JS: Web Storage Tutorial
Web Storage is a mechanism for JavaScript to store data in client's browser. It's like cookies, but more clean and powerful. 〔see Get Cookie, Set Cookie〕
Web Storage is very simple. It's just a two properties of browser's window
object.
window.localStorage
-
for “permanent” storage.
window.sessionStorage
-
per session.
/* example of storing data */ window.localStorage.setItem("xx", "abc"); const yy = window.localStorage.getItem("xx"); console.log(yy === "abc");
The data is saved in browser. When user visits the site later, the data will still be available. (if user didn't clear browser data.)
Require Browser Cookies On
If browser's cookies is turned off, web storage won't work. If you try to set storage when cookies is off, you get this error in Firefox:
SecurityError: The operation is insecure.
String Data Only
As of 2023-01-14, only string can be saved.
(that is, the value of any property of localStorage
is always string data type) Any other value types, such as number or object, will be converted to string.
Same for sessionStorage
.
〔see Value Types〕
You can try by typing the following in your browser's console:
window.localStorage.setItem("x", [3, 4]); console.log( typeof window.localStorage.getItem("x") === "string", ); window.localStorage.setItem("y", 3); console.log( typeof window.localStorage.getItem("x") === "string", );
〔see How to Use Browser Console〕
Storage Methods
localStorage
and sessionStorage
have the following methods and properties:
.setItem(key, value)
-
set the key to value.
window.localStorage.setItem("xx", "abc"); console.log( window.localStorage.getItem("xx") === "abc", );
.getItem(key)
-
return the key's value.
.removeItem(key)
-
remove the item.
.clear()
-
remove all data.
.key(i)
-
return the name (string) of the ith item. (Object's property are not ordered. Use this in a for-loop to access all items.)
.length
-
number of items.
It's better if you use these methods to access/set properties.
Example:
/* bad */ window.localStorage["yy"] = "123"; console.log( window.localStorage["yy"] === "123", );
View Storage Data from Browser's Developer Tool
Browsers have dev tools to let you view storage data.
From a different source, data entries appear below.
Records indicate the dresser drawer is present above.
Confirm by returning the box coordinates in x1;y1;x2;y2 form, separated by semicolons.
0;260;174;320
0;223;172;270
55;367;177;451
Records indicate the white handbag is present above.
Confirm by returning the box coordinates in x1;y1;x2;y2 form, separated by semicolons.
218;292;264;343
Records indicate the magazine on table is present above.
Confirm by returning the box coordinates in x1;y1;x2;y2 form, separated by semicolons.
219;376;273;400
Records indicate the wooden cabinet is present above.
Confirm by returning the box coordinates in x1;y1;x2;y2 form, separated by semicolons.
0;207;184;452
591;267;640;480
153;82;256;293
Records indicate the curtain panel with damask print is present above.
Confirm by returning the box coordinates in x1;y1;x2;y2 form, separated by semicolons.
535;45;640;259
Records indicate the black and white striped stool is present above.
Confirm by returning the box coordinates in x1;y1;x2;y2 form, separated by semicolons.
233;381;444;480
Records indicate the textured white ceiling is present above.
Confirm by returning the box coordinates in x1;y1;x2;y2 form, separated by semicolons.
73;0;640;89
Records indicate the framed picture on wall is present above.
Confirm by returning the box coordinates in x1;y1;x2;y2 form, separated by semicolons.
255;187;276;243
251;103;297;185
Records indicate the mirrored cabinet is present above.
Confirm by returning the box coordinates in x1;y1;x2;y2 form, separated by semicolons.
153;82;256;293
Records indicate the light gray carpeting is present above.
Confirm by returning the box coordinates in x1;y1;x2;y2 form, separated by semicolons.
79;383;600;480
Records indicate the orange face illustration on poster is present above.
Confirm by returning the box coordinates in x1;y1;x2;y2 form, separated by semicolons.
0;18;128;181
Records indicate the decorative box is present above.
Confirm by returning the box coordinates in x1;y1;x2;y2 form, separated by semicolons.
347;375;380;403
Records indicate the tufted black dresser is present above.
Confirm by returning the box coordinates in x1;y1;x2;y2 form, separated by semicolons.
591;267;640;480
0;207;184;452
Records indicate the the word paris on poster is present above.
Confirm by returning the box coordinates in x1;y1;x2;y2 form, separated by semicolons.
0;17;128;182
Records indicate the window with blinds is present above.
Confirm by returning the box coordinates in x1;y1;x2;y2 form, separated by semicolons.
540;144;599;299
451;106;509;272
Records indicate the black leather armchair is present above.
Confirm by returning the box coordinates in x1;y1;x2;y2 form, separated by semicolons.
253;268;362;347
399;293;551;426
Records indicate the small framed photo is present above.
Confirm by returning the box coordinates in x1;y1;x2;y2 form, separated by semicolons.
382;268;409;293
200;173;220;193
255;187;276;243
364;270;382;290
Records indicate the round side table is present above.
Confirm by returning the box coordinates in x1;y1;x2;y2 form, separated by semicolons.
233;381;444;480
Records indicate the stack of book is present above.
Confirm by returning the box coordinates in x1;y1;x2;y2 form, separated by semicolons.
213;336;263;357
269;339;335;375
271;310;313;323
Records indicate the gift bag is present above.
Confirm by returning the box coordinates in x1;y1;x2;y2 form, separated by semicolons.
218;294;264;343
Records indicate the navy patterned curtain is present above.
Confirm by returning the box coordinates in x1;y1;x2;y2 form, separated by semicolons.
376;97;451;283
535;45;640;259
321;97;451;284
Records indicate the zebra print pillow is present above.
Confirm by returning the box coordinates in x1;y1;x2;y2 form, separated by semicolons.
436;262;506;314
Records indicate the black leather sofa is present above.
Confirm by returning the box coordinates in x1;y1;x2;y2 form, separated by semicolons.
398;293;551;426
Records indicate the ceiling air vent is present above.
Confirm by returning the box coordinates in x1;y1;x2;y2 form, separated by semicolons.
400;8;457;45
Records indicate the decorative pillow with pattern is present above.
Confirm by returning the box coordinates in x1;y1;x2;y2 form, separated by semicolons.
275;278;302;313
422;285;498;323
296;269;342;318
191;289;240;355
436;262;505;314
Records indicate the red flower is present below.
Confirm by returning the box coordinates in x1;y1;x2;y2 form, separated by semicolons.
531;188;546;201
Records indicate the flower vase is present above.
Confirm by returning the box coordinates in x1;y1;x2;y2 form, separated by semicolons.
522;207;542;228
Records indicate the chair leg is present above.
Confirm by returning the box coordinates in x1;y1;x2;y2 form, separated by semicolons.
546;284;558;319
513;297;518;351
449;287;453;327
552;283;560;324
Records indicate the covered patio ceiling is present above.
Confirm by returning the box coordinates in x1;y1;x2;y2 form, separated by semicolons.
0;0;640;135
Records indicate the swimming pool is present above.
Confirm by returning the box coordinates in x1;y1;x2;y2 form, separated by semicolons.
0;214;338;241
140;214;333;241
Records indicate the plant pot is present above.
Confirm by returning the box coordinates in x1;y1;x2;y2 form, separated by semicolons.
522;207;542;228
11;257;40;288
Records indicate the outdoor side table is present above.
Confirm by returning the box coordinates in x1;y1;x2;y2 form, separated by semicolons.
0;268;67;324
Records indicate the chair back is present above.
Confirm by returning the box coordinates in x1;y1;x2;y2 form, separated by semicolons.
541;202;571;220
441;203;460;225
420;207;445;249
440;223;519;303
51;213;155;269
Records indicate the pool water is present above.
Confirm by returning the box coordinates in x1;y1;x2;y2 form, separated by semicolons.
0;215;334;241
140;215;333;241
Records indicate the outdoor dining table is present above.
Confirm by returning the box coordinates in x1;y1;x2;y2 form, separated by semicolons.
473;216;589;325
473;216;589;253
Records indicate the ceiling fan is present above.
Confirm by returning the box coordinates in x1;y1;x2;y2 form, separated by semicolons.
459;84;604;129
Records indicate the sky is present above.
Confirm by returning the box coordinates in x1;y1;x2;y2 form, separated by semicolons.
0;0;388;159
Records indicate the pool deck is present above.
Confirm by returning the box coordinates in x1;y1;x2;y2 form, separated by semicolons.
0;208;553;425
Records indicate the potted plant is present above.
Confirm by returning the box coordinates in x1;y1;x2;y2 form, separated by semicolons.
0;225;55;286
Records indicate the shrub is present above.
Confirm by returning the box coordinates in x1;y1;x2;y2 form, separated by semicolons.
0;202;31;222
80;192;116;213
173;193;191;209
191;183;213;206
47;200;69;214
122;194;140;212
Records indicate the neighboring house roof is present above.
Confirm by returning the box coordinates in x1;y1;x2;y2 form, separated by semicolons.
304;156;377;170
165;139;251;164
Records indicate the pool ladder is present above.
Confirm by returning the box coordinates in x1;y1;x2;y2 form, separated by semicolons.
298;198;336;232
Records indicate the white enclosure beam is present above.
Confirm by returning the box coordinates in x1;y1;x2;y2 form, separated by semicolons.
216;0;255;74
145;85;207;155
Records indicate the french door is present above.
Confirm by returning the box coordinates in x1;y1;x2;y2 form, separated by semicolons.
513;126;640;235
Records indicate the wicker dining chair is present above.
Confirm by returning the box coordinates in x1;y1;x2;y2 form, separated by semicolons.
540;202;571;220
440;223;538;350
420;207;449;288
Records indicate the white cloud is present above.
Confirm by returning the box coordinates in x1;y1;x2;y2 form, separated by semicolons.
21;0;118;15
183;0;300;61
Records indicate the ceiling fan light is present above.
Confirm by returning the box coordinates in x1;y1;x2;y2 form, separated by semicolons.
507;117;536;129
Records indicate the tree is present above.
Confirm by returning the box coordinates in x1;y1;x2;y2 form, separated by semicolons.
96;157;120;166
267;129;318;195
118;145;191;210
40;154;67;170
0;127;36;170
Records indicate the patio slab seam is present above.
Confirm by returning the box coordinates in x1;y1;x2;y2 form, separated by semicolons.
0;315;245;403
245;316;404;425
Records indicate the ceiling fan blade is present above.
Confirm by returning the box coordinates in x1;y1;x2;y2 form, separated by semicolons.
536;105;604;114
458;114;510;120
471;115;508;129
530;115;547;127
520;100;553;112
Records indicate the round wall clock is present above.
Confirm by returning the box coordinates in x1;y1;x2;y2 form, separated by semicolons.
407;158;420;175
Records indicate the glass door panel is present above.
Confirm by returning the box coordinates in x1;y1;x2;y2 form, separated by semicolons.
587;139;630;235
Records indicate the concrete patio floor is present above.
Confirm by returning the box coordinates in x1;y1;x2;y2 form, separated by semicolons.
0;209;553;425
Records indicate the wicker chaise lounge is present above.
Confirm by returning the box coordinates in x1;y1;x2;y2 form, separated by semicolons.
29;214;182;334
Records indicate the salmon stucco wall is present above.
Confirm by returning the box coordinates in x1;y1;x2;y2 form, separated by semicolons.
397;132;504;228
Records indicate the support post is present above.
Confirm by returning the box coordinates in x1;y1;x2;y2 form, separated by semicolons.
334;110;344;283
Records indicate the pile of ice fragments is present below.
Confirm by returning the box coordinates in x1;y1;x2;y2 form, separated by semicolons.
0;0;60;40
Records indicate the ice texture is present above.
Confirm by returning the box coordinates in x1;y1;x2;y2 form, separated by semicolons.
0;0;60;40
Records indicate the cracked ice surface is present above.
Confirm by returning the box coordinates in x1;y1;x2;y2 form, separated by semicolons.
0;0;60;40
Web Storage, Same Origin Policy
Data stored in localStorage
and sessionStorage
can only be accessed from a page that has the “same origin” as the current page, by the “same origin policy”.
A “origin” is the combination of {protocol used, host name, port number}.
For example, none of the following URLs have the same origin.
http://example.org/
https://example.org/
(different protocol)http://example.org:9999/
(different port number. Default http port is 80.)http://sub.example.org/
(different host (the subdomain))
This also applies to embedded iframes in a page. (that is, if the embedded iframe is loaded from a URL that's not the same origin, then, the iframe's JavaScript cannot access the storage data.)
localStorage vs sessionStorage
localStorage
is “permanent”. The data remains unless the user deletes it thru the browser's “clear browser data” feature.
sessionStorage
is per session only. The data is gone when user closes the tab, window, or quit browser.